Николаев обескуражено моргнул. Что, интересно, совпало? Насчет смертей или насчет мерзавца-военного, каковым, по всей видимости, он и является? А Маруся продолжала:
— Ее звали Симочка, такая была настоящая революционерка. И очень, знаешь, хорошо гадала. К ней сам товарищ Троцкий тайно приезжал, еще до того, как сбился с курса и стал преступником… Говорят, что она и Крупской гадала, и Инессе Арманд. И все сбывалось. Потом она взорвалась на вокзале в Бердичеве: везла гремучую смесь. Вот такая штука. От нее почти ничего не осталось: так, груда окровавленных ошметков, рука, нога да несколько революционных брошюр. Она хотела взорвать полицмейстера бердичевского, за организацию погромов, да вот не повезло, трубочки с нитроглицерином оказались слишком хрупкими…
Маруся бросила окурок на пол и уселась на стул, схватив газету. Майор смотрел на истощенное тело жены, на ее резкий профиль, его охватил страх, суеверный страх крестьянина, столкнувшегося с необъяснимым природным явлением вроде шаровой молнии. В сущности, он был малообразованным, хотя и хитрым человеком.
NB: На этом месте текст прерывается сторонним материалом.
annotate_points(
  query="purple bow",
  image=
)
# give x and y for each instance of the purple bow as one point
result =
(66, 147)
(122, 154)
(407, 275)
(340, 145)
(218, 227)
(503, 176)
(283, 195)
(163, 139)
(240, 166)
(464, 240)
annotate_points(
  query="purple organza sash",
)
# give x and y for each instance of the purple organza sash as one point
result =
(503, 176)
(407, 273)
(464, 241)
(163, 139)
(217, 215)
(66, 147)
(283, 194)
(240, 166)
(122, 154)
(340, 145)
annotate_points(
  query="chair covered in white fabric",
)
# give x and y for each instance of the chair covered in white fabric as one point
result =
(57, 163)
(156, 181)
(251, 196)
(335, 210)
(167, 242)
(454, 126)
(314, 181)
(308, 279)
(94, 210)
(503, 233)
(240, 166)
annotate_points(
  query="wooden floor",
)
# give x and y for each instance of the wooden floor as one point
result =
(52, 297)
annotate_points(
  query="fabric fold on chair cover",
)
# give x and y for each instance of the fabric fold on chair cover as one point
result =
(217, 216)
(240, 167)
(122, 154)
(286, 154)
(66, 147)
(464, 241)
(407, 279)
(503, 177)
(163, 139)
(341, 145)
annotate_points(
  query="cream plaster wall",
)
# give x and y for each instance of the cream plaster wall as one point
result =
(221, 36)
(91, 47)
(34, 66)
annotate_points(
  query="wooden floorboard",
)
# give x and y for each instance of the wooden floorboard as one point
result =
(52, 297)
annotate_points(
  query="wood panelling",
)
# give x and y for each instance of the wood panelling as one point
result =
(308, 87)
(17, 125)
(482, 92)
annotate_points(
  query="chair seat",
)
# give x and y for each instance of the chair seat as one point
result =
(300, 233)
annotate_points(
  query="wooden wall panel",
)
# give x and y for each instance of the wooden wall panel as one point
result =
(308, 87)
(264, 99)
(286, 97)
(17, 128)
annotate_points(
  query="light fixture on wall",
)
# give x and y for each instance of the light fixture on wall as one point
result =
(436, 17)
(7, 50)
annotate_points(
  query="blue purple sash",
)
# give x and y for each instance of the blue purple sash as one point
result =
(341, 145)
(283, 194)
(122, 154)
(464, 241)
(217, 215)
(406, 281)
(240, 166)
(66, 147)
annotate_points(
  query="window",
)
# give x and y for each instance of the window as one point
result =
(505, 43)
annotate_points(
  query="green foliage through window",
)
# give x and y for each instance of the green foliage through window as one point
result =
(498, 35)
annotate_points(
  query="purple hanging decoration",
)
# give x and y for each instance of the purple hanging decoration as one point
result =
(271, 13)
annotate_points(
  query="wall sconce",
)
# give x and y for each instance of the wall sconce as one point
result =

Он вспомнил страшные рассказы про вогулов и жертвоприношения, вспомнил предостережение старичка профессора, мрачные названия на карте — и испугался. Испугался, как маленький деревенский мальчик, которым был когда-то, много лет назад, и в темном амбаре слушал ночью жуткие сказки слепого пастуха Трофимыча, услаждавшего в нетрезвом виде слух окрестных детишек байками про кикимор и леших… Майор тряхнул седой головой, чтобы прогнать наваждение, крякнул и отправился на боковую, раздавив своим плотным телом ржавые пружины своего убогого ложа.
Через два дня в здании Комитета госбезопасности состоялся еще один важный разговор, еще одна встреча, от которой зависел исход экспедиции. На этот раз встречались майор Николаев и чернявый, кудрявый человек с золотыми коронками на передних зубах. Золотые фиксы загадочно поблескивали в полутьме кабинета, черные масляные глаза впивались в широкое лицо майора. Степан Зверев умел слушать, особенно начальников, дающих ему самые сложные и трудновыполнимые задания. Майор сидел за столом, а Степан — напротив, на жестком стуле, предназначенном для посетителей; дверь в кабинет они заперли, притушили лампу и склонились над той же картой, которую недавно Николаев показывал заведующему туристическим клубом института.